Answer the question
In order to leave comments, you need to log in
What is the best way to organize the architecture of an online library?
Good day, the following question arose.
What is the best way to organize the architecture of an online library if the following functionality is meant:
- Adding a book (file) by a user
- Adding a book from the global library to your library
Global Library = a list of all books existing on the platform, comments to them and all information
How best to implement this with database point of view?
Answer the question
In order to leave comments, you need to log in
The question is very general, please specify the scope of the project, because The bloat of the architecture depends directly on the number of chips and the expected load, on the list of use cases in the first place. I have developed a number of large book projects, the architecture as a whole is somewhere like this
1) core, stores basic entities (books, authors, collections, categories, series, editions, etc.) and their relationships. Provides services such as GetBookById, GetListByCategory, GetListByAuthor, GetListByCollection... if the project is large and distributed to the core, there are several "decorators" - they select and serialize the received data into the required representation (JSON/XML to provide API, objects of varying degrees of detail for internal use)

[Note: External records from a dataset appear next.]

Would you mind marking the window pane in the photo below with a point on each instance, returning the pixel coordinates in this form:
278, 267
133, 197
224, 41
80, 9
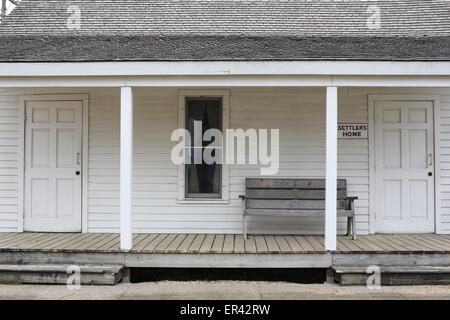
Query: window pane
202, 179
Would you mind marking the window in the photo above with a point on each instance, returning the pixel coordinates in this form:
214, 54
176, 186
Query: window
202, 180
199, 181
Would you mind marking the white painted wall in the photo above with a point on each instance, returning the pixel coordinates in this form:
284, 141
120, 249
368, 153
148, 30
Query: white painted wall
9, 124
299, 115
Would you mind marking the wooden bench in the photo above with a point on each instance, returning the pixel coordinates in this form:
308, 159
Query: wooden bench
294, 197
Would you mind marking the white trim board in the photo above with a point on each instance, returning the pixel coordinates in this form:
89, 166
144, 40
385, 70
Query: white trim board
437, 190
139, 68
225, 95
85, 147
221, 81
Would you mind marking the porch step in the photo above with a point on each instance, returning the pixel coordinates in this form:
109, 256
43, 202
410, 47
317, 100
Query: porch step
59, 274
394, 275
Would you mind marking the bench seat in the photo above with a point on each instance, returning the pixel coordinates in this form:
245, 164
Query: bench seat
294, 198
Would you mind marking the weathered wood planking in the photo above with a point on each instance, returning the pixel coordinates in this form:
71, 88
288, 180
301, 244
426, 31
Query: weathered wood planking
295, 204
225, 244
280, 183
291, 194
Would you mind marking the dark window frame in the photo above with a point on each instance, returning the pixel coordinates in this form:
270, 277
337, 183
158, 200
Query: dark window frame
193, 195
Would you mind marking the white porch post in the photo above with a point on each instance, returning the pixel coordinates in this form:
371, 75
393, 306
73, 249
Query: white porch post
331, 169
126, 165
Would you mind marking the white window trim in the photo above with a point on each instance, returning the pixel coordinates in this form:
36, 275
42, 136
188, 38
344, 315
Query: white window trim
225, 95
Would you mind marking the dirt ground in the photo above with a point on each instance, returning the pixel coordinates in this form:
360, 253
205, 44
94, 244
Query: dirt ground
226, 290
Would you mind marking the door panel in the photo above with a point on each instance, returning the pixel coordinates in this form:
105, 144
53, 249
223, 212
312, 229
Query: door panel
52, 159
404, 166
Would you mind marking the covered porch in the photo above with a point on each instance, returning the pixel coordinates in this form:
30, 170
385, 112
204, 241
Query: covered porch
130, 187
224, 250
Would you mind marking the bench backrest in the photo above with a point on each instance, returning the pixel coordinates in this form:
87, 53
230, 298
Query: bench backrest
295, 194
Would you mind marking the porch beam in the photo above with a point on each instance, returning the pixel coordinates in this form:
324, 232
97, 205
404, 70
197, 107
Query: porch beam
225, 81
126, 166
331, 169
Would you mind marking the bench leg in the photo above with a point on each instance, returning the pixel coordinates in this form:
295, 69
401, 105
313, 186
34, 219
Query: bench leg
244, 226
349, 226
353, 228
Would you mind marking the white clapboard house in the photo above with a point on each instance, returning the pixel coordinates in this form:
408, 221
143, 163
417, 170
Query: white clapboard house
91, 92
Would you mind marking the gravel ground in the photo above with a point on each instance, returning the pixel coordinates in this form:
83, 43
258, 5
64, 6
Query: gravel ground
228, 290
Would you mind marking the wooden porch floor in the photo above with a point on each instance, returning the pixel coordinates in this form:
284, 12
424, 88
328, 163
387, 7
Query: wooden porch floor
222, 244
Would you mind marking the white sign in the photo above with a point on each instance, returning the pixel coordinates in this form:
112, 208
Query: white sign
352, 130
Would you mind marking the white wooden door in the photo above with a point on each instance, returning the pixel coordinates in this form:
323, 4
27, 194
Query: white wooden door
53, 142
404, 167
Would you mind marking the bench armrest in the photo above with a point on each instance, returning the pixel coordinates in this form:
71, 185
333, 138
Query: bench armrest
350, 202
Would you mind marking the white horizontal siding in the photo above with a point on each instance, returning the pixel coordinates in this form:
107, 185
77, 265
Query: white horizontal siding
9, 164
300, 117
445, 162
299, 114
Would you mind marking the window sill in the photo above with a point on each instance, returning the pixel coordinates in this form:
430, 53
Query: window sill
203, 201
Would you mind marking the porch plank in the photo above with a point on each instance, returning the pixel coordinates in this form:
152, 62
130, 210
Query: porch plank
392, 245
350, 244
197, 243
370, 245
341, 246
293, 244
86, 246
272, 245
57, 244
239, 243
283, 244
250, 244
162, 246
307, 247
176, 243
433, 242
150, 247
17, 242
376, 241
228, 244
439, 239
384, 244
78, 241
407, 244
105, 241
11, 238
422, 244
184, 246
41, 242
218, 243
318, 247
114, 245
141, 242
261, 246
207, 243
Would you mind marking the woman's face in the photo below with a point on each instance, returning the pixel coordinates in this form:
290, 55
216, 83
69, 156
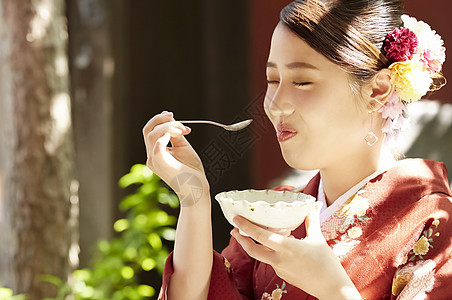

Spinning as a rule on standard bases, tk. the set of kernel features is quite primitive and the access patterns are simple. Well, who is coding on what much. Each entity has a table, links are usually nm, so immediately start a single XtoY registry (well, or for each pair your own if you want).
2) the indexer takes data from the kernel and generates metadata based on it (graphs, full-text indexes, prediction indexes, stoplists, etc.). Searching through these metadata is much more efficient than sampling their base on complex queries. The indexer also allows you to perform a quick full-text search on data descriptions and even the insides of books and make selections like "give me books in German published between 1920 and 1940 on historical topics by authors whose name begins with A and who have a rating of at least 4 and cost no more 20 bucks, only those who have the word love in the description and either hate or death in the title.
here, as a rule, special demons like sphinx / lucene are used
3) The faceted search engine itself can get away from indexers and from the metadata obtained in the previous module get useful functions such as "what books are similar to this one", "what authors are the most popular in the section", apply filters to entity listings, etc.
4) Front-end - actually site display logic, the code consists mostly of requests to the core and facet and a template engine that wraps their response into a beautiful layout
5) CDN - storage and delivery system for static files. Book covers, samples, books themselves, etc. Image resizing, cache management, download protection, etc. etc. On a highly loaded project, there can be quite a lot of logic here. On a small site, it’s rather stupid to put files in a folder))))
6) Editorial system - books are goods with a huge amount of important metadata that are critical for the user (if the books are scientific), sometimes you need a serious system for collecting and modifying this metadata
In general, you can talk for a long time, if you decide to get serious - write. Sharing experiences and insights
Didn't find what you were looking for?